I know that being happy is not really something you can choose (others might disagree), but you can take steps to increase the chance of it working that way – if you have the energy (there’s the kicker).  I don’t drink much alcohol any more, partly because we’re not in the situation where alcohol is often consumed very often, and partly because of the diabetes.  There’s a lot of sugar in beer, and alcohol screws with your blood sugar on top.  However, I do like a bit of whiskey and people keep buying it for me.  So I really should drink it.  I resolve, within reason and within sensible measures, to drink the whiskey I have in the cupboard and to bloody enjoy it.

I already eat too much so the second one might seem odd, but I tend to eat too much low quality food.  What I want to do, is eat too much high quality food (or, a more sensible amount of high quality food, as an alternative).  I want to eat more exciting things and less boring things.

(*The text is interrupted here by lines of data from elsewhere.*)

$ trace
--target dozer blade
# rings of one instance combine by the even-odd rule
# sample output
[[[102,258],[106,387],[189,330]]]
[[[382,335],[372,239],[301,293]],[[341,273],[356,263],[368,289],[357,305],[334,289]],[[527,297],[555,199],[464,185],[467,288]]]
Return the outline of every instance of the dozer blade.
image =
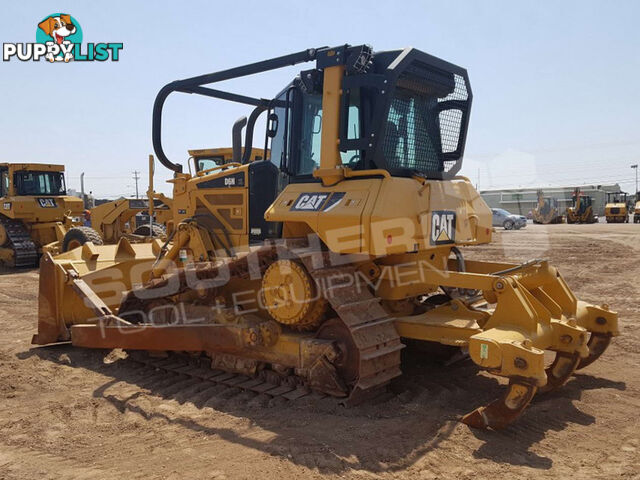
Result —
[[[96,246],[91,242],[40,261],[38,333],[32,343],[71,340],[69,327],[109,317],[124,293],[149,278],[160,242]]]

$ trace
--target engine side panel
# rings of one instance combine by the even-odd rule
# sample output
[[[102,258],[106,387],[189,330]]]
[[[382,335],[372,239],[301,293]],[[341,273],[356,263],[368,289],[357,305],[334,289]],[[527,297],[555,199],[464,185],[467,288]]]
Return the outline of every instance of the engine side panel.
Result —
[[[333,252],[375,256],[488,243],[492,231],[491,211],[466,179],[291,184],[265,218],[305,224]]]

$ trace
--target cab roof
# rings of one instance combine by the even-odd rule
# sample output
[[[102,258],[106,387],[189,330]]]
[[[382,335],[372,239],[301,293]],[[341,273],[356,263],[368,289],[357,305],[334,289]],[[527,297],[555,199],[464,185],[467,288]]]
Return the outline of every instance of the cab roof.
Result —
[[[64,172],[64,165],[54,163],[0,163],[0,168],[33,172]]]

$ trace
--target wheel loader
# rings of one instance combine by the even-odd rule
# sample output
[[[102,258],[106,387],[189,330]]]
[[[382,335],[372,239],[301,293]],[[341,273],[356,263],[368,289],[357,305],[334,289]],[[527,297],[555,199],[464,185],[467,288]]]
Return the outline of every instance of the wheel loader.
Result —
[[[545,197],[542,190],[538,190],[538,203],[533,210],[533,223],[549,224],[563,223],[564,216],[560,213],[558,207],[558,199],[553,197]]]
[[[625,192],[607,192],[604,207],[607,223],[629,223],[629,202]]]
[[[567,207],[567,223],[597,223],[598,216],[593,213],[593,199],[584,195],[579,188],[573,191],[573,205]]]
[[[633,210],[633,223],[640,223],[640,194],[636,193],[636,204]]]
[[[0,183],[0,261],[4,264],[37,266],[44,251],[57,251],[67,232],[84,230],[83,203],[67,195],[63,165],[0,163]]]
[[[273,98],[209,86],[302,63]],[[233,126],[233,163],[199,176],[167,157],[162,111],[175,92],[253,107]],[[346,404],[400,376],[405,346],[447,346],[507,383],[462,421],[507,426],[595,361],[618,315],[577,299],[544,259],[464,257],[492,233],[491,210],[458,175],[471,100],[465,69],[367,45],[167,84],[152,140],[174,172],[180,223],[165,241],[46,255],[33,343],[173,352],[163,368],[186,357],[181,374],[203,382]],[[261,114],[268,158],[249,162]]]

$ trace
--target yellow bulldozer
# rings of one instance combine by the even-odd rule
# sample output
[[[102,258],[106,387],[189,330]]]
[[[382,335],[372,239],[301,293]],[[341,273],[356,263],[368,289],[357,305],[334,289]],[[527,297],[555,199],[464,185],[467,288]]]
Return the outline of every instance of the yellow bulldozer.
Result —
[[[604,215],[607,223],[629,223],[629,201],[625,192],[607,192]]]
[[[560,212],[558,199],[554,197],[545,197],[542,190],[538,190],[537,196],[538,203],[532,212],[533,223],[563,223],[564,216]]]
[[[63,165],[0,163],[0,183],[2,263],[37,266],[43,252],[57,252],[69,231],[91,233],[82,227],[82,199],[67,195]]]
[[[206,175],[233,162],[233,148],[202,148],[188,150],[189,161],[194,163],[195,171],[201,175]],[[267,151],[267,153],[269,153]],[[264,160],[264,150],[253,148],[249,153],[248,161],[254,162]]]
[[[567,223],[597,223],[598,216],[593,212],[593,199],[583,194],[580,188],[573,191],[573,204],[567,208]]]
[[[188,150],[188,152],[198,177],[220,170],[232,160],[231,148],[206,148]],[[249,161],[262,159],[263,150],[253,149]],[[184,218],[184,214],[173,210],[173,199],[153,190],[153,169],[153,156],[150,155],[149,190],[146,199],[123,197],[93,207],[90,211],[93,231],[79,228],[71,229],[63,238],[61,251],[66,252],[89,241],[98,242],[98,244],[115,244],[121,238],[126,237],[132,242],[143,242],[150,238],[162,237],[167,233],[167,229],[171,232],[174,225],[180,223],[179,219]],[[188,197],[191,191],[190,188],[185,191],[179,190],[177,195],[179,198]],[[149,209],[149,205],[152,205],[151,209]],[[139,215],[146,217],[146,222],[140,222]],[[174,219],[174,215],[178,215],[178,220]]]
[[[636,204],[633,210],[633,223],[640,223],[640,193],[636,193]]]
[[[309,62],[270,99],[208,86]],[[231,163],[192,175],[166,156],[174,92],[253,107],[233,126]],[[445,345],[508,381],[462,421],[508,425],[536,392],[596,360],[618,315],[578,300],[544,259],[464,258],[460,247],[492,234],[491,210],[458,175],[471,100],[465,69],[367,45],[169,83],[152,140],[174,172],[179,223],[166,240],[45,255],[33,343],[169,352],[202,381],[349,404],[401,375],[405,346]],[[250,162],[261,114],[268,157]]]

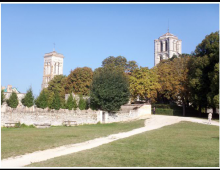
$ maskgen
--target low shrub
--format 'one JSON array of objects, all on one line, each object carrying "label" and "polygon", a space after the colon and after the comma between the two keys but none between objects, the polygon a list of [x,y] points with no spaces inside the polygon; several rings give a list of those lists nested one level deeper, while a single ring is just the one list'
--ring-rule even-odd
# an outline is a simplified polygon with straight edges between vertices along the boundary
[{"label": "low shrub", "polygon": [[35,128],[35,127],[34,127],[34,125],[26,125],[26,124],[22,123],[20,125],[20,128]]}]

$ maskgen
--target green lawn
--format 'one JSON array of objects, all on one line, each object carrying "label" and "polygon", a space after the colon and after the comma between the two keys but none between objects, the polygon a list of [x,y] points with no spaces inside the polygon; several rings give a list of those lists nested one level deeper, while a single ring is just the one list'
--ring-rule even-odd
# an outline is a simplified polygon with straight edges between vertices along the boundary
[{"label": "green lawn", "polygon": [[48,129],[1,128],[1,159],[130,131],[143,127],[144,121]]},{"label": "green lawn", "polygon": [[219,167],[219,127],[181,122],[33,167]]}]

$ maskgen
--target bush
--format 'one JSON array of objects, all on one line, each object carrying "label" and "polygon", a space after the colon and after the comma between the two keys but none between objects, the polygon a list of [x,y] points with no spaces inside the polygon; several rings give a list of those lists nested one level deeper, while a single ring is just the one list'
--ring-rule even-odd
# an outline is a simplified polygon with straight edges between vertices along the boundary
[{"label": "bush", "polygon": [[11,108],[16,108],[18,106],[18,96],[15,92],[12,92],[11,96],[7,100],[7,104]]},{"label": "bush", "polygon": [[34,125],[26,125],[26,124],[22,123],[20,125],[20,128],[35,128],[35,126]]},{"label": "bush", "polygon": [[21,127],[20,122],[18,122],[18,123],[15,124],[15,128],[20,128],[20,127]]}]

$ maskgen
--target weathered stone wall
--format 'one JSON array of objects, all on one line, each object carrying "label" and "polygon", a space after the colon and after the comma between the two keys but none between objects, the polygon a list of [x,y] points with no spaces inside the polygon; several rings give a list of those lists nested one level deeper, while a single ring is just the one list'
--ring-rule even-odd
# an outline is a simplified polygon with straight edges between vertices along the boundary
[{"label": "weathered stone wall", "polygon": [[40,108],[19,108],[7,107],[1,112],[1,126],[5,123],[20,122],[26,125],[50,123],[53,126],[62,125],[64,121],[76,121],[77,124],[96,124],[99,111],[93,110],[49,110]]},{"label": "weathered stone wall", "polygon": [[121,110],[116,113],[100,112],[100,122],[112,123],[130,121],[139,118],[151,117],[151,105],[144,104],[128,104],[121,107]]},{"label": "weathered stone wall", "polygon": [[[120,121],[129,121],[140,118],[141,116],[150,116],[151,109],[144,110],[144,106],[123,106],[120,111],[116,113],[108,113],[104,111],[88,110],[49,110],[40,109],[36,107],[27,108],[24,106],[12,109],[3,104],[1,107],[1,126],[5,126],[5,123],[20,122],[21,124],[33,125],[49,123],[53,126],[63,125],[64,121],[76,121],[80,124],[96,124],[111,123]],[[148,105],[150,106],[150,105]],[[150,112],[150,113],[149,113]]]}]

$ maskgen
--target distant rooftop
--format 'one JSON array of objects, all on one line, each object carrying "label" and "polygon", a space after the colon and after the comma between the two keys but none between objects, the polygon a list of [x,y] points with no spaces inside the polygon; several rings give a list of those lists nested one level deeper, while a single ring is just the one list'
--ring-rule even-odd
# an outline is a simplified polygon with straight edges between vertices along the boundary
[{"label": "distant rooftop", "polygon": [[16,92],[16,93],[21,93],[20,91],[18,91],[18,89],[16,87],[11,87],[9,88],[10,85],[8,85],[7,88],[5,87],[1,87],[1,89],[4,91],[4,92],[8,92],[8,93],[11,93],[12,91]]}]

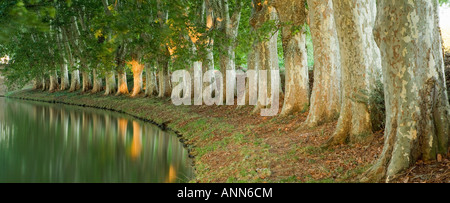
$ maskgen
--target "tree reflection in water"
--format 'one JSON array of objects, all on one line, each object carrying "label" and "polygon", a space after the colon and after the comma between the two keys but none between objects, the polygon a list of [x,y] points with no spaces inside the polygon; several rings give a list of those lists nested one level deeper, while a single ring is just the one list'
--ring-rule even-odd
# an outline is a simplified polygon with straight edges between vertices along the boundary
[{"label": "tree reflection in water", "polygon": [[178,138],[122,114],[0,98],[0,182],[186,182]]}]

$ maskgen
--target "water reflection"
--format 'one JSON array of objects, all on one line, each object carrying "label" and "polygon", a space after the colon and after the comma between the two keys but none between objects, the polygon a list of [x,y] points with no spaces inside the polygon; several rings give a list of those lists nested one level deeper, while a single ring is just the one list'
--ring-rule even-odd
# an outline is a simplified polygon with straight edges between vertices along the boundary
[{"label": "water reflection", "polygon": [[177,137],[122,114],[0,98],[0,182],[185,182]]}]

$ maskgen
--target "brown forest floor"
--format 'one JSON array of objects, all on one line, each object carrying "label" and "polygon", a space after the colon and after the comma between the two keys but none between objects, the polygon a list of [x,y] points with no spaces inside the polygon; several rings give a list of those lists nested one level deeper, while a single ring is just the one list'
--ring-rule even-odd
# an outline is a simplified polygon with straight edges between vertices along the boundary
[{"label": "brown forest floor", "polygon": [[[446,73],[449,79],[450,56]],[[119,110],[167,125],[183,135],[195,156],[193,182],[358,182],[384,141],[383,132],[376,132],[368,145],[322,148],[336,122],[301,129],[307,113],[267,118],[251,114],[252,107],[176,107],[169,100],[80,92],[28,90],[10,96]],[[450,183],[450,160],[439,161],[418,162],[394,182]]]}]

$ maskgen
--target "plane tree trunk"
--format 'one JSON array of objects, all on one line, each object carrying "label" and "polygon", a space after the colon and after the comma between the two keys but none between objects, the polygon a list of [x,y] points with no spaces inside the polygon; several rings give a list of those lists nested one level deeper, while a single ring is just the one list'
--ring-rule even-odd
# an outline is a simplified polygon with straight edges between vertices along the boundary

I’ve struggled with getting out to take photographs in the last few months.  Part of this is because my sister died in the latter part of 2015, after a short and devastating battle with cancer.  I was on the road a lot visiting her, and while my battle wasn’t anywhere near as hard as hers (clearly), I pretty much expended all of my energy and had nothing left over.  Most of that travelling took place at weekends, which was the only time I really had for photography, so it took a back seat.  Then Christmas was upon us faster than we could imagine, we had a lot of work to do helping Greté’s mum and step-dad move house, and now it’s the new year.  So, in 2016, I will take more photographs (and I will try and be less negative about the output).

I love films, I should watch more of them.  I will watch more of them.  You can’t stop me!

Part of being happier means expressing myself again, writing, and that means blog posts.  I like writing them, because they help me understand how I feel, even when they’re about nothing more than how my day has gone.  So, I intend to overhaul the blog, replace the template with something a) cleaner, b) less black, and c) easier to maintain.  And I intend to blog, to alleviate stress, to ramble, to solidify my thoughts and to share (maybe) my photographs.